I penned this poem during a nine-month stay in Johns Hopkins Bayview Care Center (from November 27 2003 until September 9 2004), while doctors tried to get my 104 plus raging fevers under control. IV pain medication kept me woozy as I drifted in and out of sleep. I felt the shavings cool my body with each soothing ice bath, which were often. I also remember floating far away to some ethereal place, utterly peaceful and so inviting. I longed to linger there. I was fifty-three.
Osteomyelitis, a bone and marrow infection travelled through my bloodstream causing life-threatening sepsis.
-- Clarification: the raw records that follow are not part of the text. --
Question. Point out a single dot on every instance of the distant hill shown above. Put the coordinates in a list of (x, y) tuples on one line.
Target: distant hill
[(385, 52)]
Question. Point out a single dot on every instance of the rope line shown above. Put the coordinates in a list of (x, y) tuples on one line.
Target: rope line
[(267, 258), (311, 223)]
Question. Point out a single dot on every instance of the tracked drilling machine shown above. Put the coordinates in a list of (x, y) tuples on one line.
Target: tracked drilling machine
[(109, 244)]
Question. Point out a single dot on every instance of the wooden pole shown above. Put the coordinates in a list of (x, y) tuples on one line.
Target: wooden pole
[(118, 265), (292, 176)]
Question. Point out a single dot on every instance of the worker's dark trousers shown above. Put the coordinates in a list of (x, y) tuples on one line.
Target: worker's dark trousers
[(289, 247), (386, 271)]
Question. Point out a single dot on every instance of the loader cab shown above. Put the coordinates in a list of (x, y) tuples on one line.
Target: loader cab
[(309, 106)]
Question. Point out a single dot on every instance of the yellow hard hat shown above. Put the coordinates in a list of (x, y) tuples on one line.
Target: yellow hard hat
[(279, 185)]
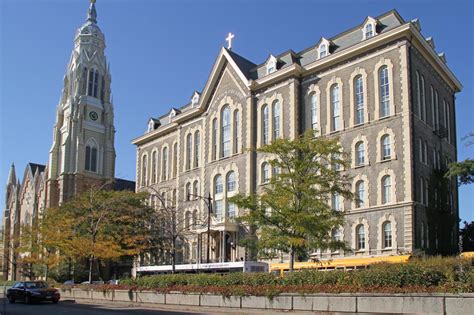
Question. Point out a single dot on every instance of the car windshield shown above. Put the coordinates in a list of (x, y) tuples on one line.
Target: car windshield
[(36, 285)]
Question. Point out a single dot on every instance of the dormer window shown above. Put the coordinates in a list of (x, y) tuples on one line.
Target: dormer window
[(195, 99), (271, 64), (323, 51), (369, 30), (323, 48)]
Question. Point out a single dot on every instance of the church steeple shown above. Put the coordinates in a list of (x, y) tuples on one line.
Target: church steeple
[(83, 143), (12, 175), (92, 13)]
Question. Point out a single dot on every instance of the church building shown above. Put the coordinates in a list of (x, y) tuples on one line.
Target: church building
[(82, 153), (380, 87)]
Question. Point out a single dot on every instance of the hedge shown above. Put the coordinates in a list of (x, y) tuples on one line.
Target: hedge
[(419, 275)]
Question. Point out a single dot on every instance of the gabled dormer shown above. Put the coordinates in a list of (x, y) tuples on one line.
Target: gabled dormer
[(416, 23), (195, 99), (369, 28), (271, 64), (324, 48), (173, 113), (430, 41), (153, 124)]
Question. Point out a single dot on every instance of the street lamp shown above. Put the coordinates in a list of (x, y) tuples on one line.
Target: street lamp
[(208, 201)]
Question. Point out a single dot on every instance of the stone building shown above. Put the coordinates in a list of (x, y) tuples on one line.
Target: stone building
[(380, 87), (82, 154)]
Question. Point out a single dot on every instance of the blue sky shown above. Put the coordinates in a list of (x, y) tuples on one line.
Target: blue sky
[(161, 51)]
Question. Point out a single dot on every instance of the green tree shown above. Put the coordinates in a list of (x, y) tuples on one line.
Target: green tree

It took almost two hundred oral and IV antibiotics plus seven months lying flat in bed to bring the fevers down.
On occasion, I awoke to see my LiveJournal.com web page open on my laptop, that sat on my over bed table, and discover that I had written reflections and poems during the early hours of the morning. I knew this because each entry had its own date and time stamp.
The words flowed effortlessly on the screen as if someone fed them to me. The poem below sort of stunned me because it relayed an incident that had happened the previous evening. I hope it blesses you. After I read it, I entitled it Powerless Time:
As I lie here gazing thru my window, He paints the sky with splashes of crimson ‘n gold. Each stroke of color sings out of His mercy, comforting my weary soul.
Yet as I see the sun slowly disappearing, I realize another day has met its end and Time is racing by so swiftly, chasing me around each bend.
But wait! Time has no power o’er me for He has bought my liberty. So setting and rising sun can only remind me that I am resting in the Arms of Eternity.